7 thoughts on “The Movie That Will Never Be Shown Again

    • True, but his first major notice came from playing opposite George C. Scott in “The Flim Flam Man” which came out two years before “They Shoot Horses, Don’t They?” I did resist mentioning “The Gumball Rally.” He was always a favorite of mine in the 1970s.

  1. As of today (04-09-17) the full movie is on YouTube, albeit with Arabic subtitles. It’s thrilling and suspenseful, as one would expect a Serling story to be. However, there’s one thing that doesn’t make sense.
    It isn’t until very late in the movie that The Man finally reveals that the bomb is set to explode below 4,000 feet. (earlier he said only that it was “below 10,000 feet.”). All this time, the jet has been circling more-or-less over northern Arizona and southern Utah. Why then, with it running critically low on fuel, was the pilot directed to fly to Denver? Both Flagstaff, AZ (6,900 ft) or Albuquerque (5,300) were much closer. Flagstaff’s small airport might not have been able to land jets in 1966 (it can today) but Albuquerque’s certainly could have.
    Evidently Serling didn’t do his homework too well.

    • Interesting that Doomsday Flight showed up, Larry. Thanks for letting me know about that. It’s possible Serling chose Denver because it was well known as the Mile High City. Albuquerque is just as high, but didn’t have as good a press agent, I guess. Flagstaff is a much smaller airport. Even today it’s serviced by turboprop planes run by American Eagle, the only airline that services Flagstaff.

  2. From Wikipedia:
    “SkyWest Airlines, operating as American Eagle via a code sharing agreement with American Airlines, currently operates the only scheduled passenger flights serving the airport with Canadair CRJ-700 regional jets to the American Airlines hub in Phoenix. This regional jet service marks the first time that all flights serving Flagstaff have been operated with jet aircraft.”

    I’m no expert on aircraft, but the term “regional jet” would seem to mean that these jets aren’t as big and the jetliner depicted in the film. So it could be that even today the Flagstaff airport can’t land a jet that size.

    But I digress. I first heard of The Doomsday Flight some 30+ years ago when I read The Twilight Zone Companion by Marc Scott Zicree. All these decades later I finally got to see it. Late in the book, in a chapter about things Serling did between the end of TLZ (1964) and his death (1975), Zicree writes:

    “Some things, however, could not be viewed with humor. On December 13, 1966, NBC aired The Doomsday Flight, a TV movie written by Serling.
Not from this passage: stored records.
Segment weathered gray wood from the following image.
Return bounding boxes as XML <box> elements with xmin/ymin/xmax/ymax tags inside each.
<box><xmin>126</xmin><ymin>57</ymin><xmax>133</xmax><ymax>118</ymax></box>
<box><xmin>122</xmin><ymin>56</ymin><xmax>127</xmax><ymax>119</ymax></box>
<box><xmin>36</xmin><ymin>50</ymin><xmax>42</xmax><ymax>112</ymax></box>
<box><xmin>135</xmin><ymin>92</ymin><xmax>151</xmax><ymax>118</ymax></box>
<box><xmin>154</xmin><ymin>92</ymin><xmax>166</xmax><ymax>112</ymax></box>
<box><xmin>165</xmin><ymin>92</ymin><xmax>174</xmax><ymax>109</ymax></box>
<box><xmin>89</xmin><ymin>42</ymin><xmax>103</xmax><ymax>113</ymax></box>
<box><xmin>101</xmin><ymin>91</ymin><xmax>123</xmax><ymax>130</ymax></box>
The plot concerned a mentally disturbed former airline mechanic (Edmond O’Brien) who plants a pressure bomb, set to explode below 4,000 feet, aboard a commercial jet airliner. Ultimately, the scheme is foiled when the pilot lands the aircraft in Denver, which is situated at 5,300 feet. To all initial appearances, the show was a tremendous success, gathering the second-highest rating of the 1966-67 television season (surpassed only by the network showing of The Bridge On The River Kwai).
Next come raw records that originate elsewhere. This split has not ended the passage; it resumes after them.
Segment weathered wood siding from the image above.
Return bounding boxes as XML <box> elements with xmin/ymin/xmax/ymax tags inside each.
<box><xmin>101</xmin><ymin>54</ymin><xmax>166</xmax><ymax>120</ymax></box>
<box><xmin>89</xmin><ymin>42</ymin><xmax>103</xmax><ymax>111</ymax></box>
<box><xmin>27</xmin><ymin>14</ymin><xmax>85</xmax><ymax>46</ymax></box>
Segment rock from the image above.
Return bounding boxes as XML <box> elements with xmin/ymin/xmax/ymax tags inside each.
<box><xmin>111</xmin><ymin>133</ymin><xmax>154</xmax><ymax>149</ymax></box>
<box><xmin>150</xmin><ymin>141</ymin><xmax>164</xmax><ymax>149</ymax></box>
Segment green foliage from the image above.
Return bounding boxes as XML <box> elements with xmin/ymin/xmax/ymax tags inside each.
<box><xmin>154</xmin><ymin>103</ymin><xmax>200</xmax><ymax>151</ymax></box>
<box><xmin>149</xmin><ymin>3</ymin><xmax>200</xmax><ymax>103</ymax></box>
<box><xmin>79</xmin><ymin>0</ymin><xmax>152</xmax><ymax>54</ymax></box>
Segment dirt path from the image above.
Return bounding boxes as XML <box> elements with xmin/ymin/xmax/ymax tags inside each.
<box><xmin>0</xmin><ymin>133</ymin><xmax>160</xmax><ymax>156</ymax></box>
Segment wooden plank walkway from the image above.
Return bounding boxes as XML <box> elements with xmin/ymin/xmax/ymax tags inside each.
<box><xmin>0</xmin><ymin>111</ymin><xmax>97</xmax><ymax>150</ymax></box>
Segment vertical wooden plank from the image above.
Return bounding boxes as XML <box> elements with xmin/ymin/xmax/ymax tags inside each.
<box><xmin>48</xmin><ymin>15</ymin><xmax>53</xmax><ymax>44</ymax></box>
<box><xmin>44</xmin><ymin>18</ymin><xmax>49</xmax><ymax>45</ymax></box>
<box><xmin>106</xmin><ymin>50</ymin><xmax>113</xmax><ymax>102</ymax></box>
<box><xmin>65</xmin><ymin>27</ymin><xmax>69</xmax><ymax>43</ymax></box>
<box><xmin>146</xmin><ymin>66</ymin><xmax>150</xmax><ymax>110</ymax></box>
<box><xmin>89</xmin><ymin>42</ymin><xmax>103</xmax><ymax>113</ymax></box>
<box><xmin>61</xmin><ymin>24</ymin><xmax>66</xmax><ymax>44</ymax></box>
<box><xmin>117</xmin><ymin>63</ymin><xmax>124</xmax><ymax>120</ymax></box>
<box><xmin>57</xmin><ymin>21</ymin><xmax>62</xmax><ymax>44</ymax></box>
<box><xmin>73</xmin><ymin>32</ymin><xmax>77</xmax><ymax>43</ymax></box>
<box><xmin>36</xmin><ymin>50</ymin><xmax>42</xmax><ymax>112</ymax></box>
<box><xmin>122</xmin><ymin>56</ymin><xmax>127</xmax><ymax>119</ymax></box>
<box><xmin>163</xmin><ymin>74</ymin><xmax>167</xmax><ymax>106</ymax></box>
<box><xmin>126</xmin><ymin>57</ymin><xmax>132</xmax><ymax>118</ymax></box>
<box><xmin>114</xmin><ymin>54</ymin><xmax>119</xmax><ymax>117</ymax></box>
    “The first bomb threat came at 10:45 PM, while the show was still on the air. In the days that followed, TWA, Eastern, American, Pan Am and Northwest Airlines all received similar threats. Within six days the total rose to eight, and each of these had to be taken seriously.

    “Serling was devastated. ‘I wish to Christ I had written a stagecoach drama starring John Wayne instead’ he told the papers. ‘ I wish I had never been born. ‘ “

    • Canadair (which is also known as Bombardier Aerospace, part of the company that created the snowmobile), like Fokker in Europe, specifically builds for the regional market with planes smaller than you’d get from Boeing or Airbus. The CRJ-700, a stretch version of the 200 series, is about the largest they make and it seats 70. It looks similar to the old Boeing 727, with engines mounted at the tail, but it carries less than half the passengers of the 727. So, yeah, the plane in the film would have been too large.

      I remember reading an article on “Doomsday Flight” in TIME back in the late 60s/early 70s. Several times when it was rerun, even, the bomb threats came in. Sometimes a movie can be just too effective.